Actor Barry McGovern – without doubt one of the world’s foremost interpreters of Beckett’s work – has adapted the novel for the stage himself. He opens with a line that could be seen as an overarching principle: ‘The only way one can speak of nothing is to speak of it as though it were something.’ This is a paradox, and in McGovern’s droll delivery it’s very funny, but it also speaks to a key concept in this, and in all of Beckett’s writing: negation is as much a creative as a destructive act, and what looks on one viewing like profound pessimism can just as easily be interpreted as proof and affirmation of life.
The plot concerns itself with Watt and his service to a gentleman named Mr Knott, of whom he knows nothing and from which he learns nothing. How Watt comes to work for Knott, and why he stops, is never explained; it seems that the formation of master–servant relationships is intrinsically unknowable in Beckett, as we see in the Hamm/Clov and the Pozzo/Lucky pairings in Endgame and Godot, respectively. In this case, Watt just comes and then he goes. The accumulation of useless detail fails to mask the lack of purpose or meaning in Watt’s working life. Beckett takes pains to assure us that Watt is replacing a former servant and is replaced in turn, but the never-ending cycle of service makes no quantifiable sense. This is echoed in an hilarious sequence when Knott rants about ancestors and their meaningless iterations: their ‘mothers’ fathers’ mothers and their fathers’ mothers’ fathers and their mothers’ mothers’ fathers and their fathers’ fathers’ mothers’.
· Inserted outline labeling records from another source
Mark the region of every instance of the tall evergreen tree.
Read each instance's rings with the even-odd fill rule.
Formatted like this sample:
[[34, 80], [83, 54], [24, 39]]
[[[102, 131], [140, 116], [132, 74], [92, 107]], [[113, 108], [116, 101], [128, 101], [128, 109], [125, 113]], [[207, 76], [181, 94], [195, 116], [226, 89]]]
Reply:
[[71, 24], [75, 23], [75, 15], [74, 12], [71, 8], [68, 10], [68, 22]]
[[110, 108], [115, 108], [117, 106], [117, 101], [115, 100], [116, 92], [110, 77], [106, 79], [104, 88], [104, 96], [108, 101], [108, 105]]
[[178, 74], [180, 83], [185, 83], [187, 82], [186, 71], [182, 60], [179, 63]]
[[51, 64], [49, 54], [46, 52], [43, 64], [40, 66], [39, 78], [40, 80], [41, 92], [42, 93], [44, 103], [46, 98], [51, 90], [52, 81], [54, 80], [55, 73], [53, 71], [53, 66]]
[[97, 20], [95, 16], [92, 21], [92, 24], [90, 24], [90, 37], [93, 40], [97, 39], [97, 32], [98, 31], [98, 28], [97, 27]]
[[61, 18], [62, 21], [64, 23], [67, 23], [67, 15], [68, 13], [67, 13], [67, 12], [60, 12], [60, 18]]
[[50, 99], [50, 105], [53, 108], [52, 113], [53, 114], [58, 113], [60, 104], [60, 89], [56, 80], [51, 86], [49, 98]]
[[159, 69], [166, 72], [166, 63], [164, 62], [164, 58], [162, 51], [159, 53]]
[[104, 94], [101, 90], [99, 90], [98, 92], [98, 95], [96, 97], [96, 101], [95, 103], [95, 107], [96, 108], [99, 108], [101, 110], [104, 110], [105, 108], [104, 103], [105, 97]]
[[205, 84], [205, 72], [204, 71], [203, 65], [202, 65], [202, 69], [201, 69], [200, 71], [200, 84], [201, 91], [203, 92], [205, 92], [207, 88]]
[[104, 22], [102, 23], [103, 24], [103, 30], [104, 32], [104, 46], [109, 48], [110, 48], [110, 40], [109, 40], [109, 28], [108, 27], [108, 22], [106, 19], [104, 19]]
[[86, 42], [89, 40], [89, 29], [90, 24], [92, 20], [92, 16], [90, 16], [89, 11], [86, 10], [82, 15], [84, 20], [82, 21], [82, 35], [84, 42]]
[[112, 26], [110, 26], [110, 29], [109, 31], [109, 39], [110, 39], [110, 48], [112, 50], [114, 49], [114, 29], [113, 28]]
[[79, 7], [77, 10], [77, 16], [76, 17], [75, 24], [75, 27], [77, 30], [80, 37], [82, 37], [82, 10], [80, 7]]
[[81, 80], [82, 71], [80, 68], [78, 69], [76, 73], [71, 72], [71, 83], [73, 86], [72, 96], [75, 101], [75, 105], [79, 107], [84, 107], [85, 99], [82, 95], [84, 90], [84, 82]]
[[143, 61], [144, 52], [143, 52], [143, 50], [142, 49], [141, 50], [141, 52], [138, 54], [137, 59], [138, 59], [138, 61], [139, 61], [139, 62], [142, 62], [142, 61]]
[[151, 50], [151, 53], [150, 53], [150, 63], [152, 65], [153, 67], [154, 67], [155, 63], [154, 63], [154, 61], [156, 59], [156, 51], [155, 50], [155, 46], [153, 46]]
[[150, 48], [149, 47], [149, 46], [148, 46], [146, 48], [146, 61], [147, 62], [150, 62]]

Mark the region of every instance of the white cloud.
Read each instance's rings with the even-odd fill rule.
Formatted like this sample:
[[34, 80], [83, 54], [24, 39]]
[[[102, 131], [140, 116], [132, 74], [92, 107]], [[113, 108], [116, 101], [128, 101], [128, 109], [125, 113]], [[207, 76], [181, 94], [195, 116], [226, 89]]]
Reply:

The play avoids the rickety dramatic structure of the novel by excising large parts of the text – notably Watt’s increasing detachment from reality and subsequent convalescence in an asylum – in favour of a simpler but more lucid narrative arc. In the novel, language itself breaks down; sentences fall into ellipses, words lose their bearings, and the final line is ‘no symbol where none intended’. Of course, words are symbols, and in the play every symbol is intended; language is still the primary source of meaning, even if it is full of pointless details and existential non sequiturs. Where the novel plays semiotic games with time and memory, the play embraces its own dying fall. The sheer presence of the actor seems to tip the scales towards hope, but it’s a line call. Meaning and non-meaning; something and nothing.
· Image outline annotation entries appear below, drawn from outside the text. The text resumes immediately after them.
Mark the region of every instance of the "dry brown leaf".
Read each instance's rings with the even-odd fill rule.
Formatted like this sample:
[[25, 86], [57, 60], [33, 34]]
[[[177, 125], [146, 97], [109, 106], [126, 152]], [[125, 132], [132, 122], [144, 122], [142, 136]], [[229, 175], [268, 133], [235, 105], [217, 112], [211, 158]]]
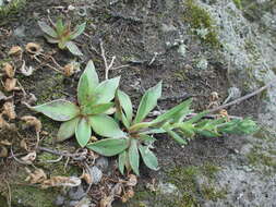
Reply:
[[211, 101], [217, 101], [219, 99], [217, 92], [211, 93]]
[[8, 77], [10, 78], [14, 77], [15, 70], [10, 63], [8, 62], [3, 63], [3, 71]]
[[8, 157], [9, 153], [4, 146], [0, 146], [0, 157]]
[[71, 76], [74, 73], [80, 71], [80, 64], [75, 61], [68, 63], [62, 68], [62, 71], [65, 76]]
[[8, 52], [9, 56], [16, 56], [22, 53], [22, 48], [20, 46], [13, 46]]
[[0, 129], [9, 129], [10, 124], [3, 119], [2, 113], [0, 113]]
[[80, 179], [83, 179], [87, 184], [92, 183], [92, 178], [89, 173], [83, 173]]
[[27, 148], [27, 143], [26, 143], [25, 139], [22, 139], [22, 141], [20, 142], [20, 147], [23, 148], [23, 149], [25, 149], [25, 150], [28, 150], [28, 148]]
[[122, 197], [121, 197], [121, 202], [122, 203], [127, 203], [129, 199], [128, 199], [128, 197], [125, 196], [125, 195], [123, 195]]
[[19, 90], [20, 88], [16, 87], [16, 83], [17, 83], [16, 78], [7, 78], [4, 82], [4, 89], [7, 92]]
[[91, 136], [91, 141], [96, 142], [96, 141], [98, 141], [98, 138], [96, 136]]
[[99, 207], [112, 207], [112, 202], [115, 200], [115, 197], [112, 195], [105, 196], [99, 202]]
[[0, 90], [0, 100], [7, 100], [7, 96]]
[[8, 115], [9, 119], [11, 120], [14, 120], [16, 118], [16, 113], [15, 113], [15, 110], [14, 110], [15, 106], [13, 102], [5, 102], [3, 105], [3, 112], [2, 114], [5, 114]]
[[36, 151], [32, 151], [29, 154], [27, 154], [26, 156], [20, 158], [22, 161], [24, 161], [27, 165], [32, 165], [33, 161], [35, 161], [36, 159]]
[[47, 175], [43, 169], [38, 168], [33, 173], [28, 169], [26, 169], [26, 171], [28, 176], [25, 179], [25, 181], [29, 181], [32, 184], [43, 183], [47, 179]]
[[31, 76], [33, 74], [33, 72], [35, 71], [35, 69], [33, 66], [26, 66], [25, 61], [23, 60], [23, 63], [20, 68], [20, 72], [25, 75], [25, 76]]
[[32, 54], [39, 54], [43, 51], [43, 48], [40, 45], [36, 42], [28, 42], [25, 47], [28, 53]]
[[117, 183], [112, 190], [111, 190], [112, 195], [120, 196], [122, 194], [122, 183]]
[[82, 180], [76, 176], [52, 176], [48, 180], [45, 180], [41, 183], [43, 188], [48, 188], [52, 186], [79, 186], [82, 183]]
[[125, 192], [125, 196], [128, 198], [132, 198], [134, 196], [134, 191], [132, 188], [129, 188], [127, 192]]
[[0, 145], [11, 146], [12, 143], [10, 143], [10, 142], [7, 141], [7, 139], [3, 139], [3, 141], [0, 141]]
[[137, 176], [135, 174], [130, 174], [127, 185], [128, 186], [135, 186], [136, 184], [137, 184]]
[[21, 120], [25, 121], [28, 126], [34, 126], [37, 133], [41, 132], [43, 124], [37, 118], [33, 115], [24, 115]]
McGovern is a genuine master; he seems to have an almost symbiotic affinity with the material. His physicality is taut and considered, with a raised eyebrow that conveys a kind of sardonic weariness. But it his sonorous and supple voice, lighting on the humour without ever losing the sadness and perplexity of the character, that best conveys Beckett’s world view. The language – with its increasingly complex and labyrinthine structures, its seemingly endless but perfectly balanced subjunctive clauses – is so flawlessly articulated that it sounds almost like natural speech.
Director Tom Creed is in total control. Beckett is so stripped back, so naked, that every gesture is amplified, and Creed makes of the strictures something freeing and honest. The props are minimal, peripheral; the staging is nondescript. But then Sinéad McKenna’s lighting – with its gloriously responsive transitions and bold, memorable shifts – elevates the final moments of the play in ways that are truly instructive: the Beckett estate might insist on impossible restrictions, but great artists will always find new ways to illuminate his genius.
Anyone arguing that Watt represents the pinnacle of Beckett’s talent would find few adherents, but this adaptation proves that even his densest, most impenetrable writing can yield dramatic wonders. McGovern stands alone as the voice of Samuel Beckett now that Billy Whitelaw is gone, and the privilege of hearing the man speak these words is difficult to quantify. Perhaps it’s best to leave it to Harold Pinter, who said this of Beckett: ‘The further he goes, the more good it does me … and the more he grinds my nose in the shit, the more I’m grateful to him’.